Escribe San Bernardo sobre la devoción que ha llevado a la Iglesia a venerar con ternura las llagas de Cristo en la cruz: “¿Dónde podrá hallar nuestra debilidad un descanso seguro y tranquilo, sino en las llagas del Salvador? Las heridas que su cuerpo recibió nos dejan ver los secretos de su corazón; nos dejan ver el gran misterio de piedad, nos dejan ver la entrañable misericordia del Señor” (Sermón 61).
Así, pues, el Nuevo Testamento concentra la obra salvífica de Cristo en el perdón de los pecados, que es resumen de la misión recibida por Jesús del Padre.
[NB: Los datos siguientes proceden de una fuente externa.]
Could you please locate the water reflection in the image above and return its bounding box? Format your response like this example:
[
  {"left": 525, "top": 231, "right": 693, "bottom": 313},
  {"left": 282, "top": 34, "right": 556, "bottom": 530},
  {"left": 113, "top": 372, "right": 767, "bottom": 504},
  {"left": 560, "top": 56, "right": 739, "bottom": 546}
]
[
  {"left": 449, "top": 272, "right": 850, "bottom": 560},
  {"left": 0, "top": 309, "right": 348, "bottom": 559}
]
La oportunidad del perdón, ofrecida a cada persona, acontece a través de la conversión, esto es, del retorno a Dios del que por el pecado nos distanciamos. San Agustín describió el camino del pecador como alejamiento de Dios y vuelta a las criaturas. Jesús proclama el reino de Dios, como cercanía salvífica a la humanidad; y ante este anuncio pide: Convertíos y creed en el Evangelio (Mc 1,14-15). La conversión es dar un giro a la vida, volviéndose al Dios vivo y abandonando los ídolos.
He aquí la clave del perdón de los pecados en la obra de Cristo: En Jesucristo, por su sangre, tenemos la redención, el perdón de los pecados (Ef 1,7); Con sus heridas fuisteis curados (1 Pe 2,24); Por su sangre hemos recibido la redención, el perdón de los pecados (Lc 1, 77). Por esto, la cruz de madero ignominiosa de ejecución se ha convertido en árbol de vida eterna, ya que en ella estuvo colgado y expiró el salvador del mundo. (Cf. Ricardo Blázquez).
Todo esto tendremos ocasión de meditarlo los viernes en el ejercicio del Vía Crucis de Cuaresma.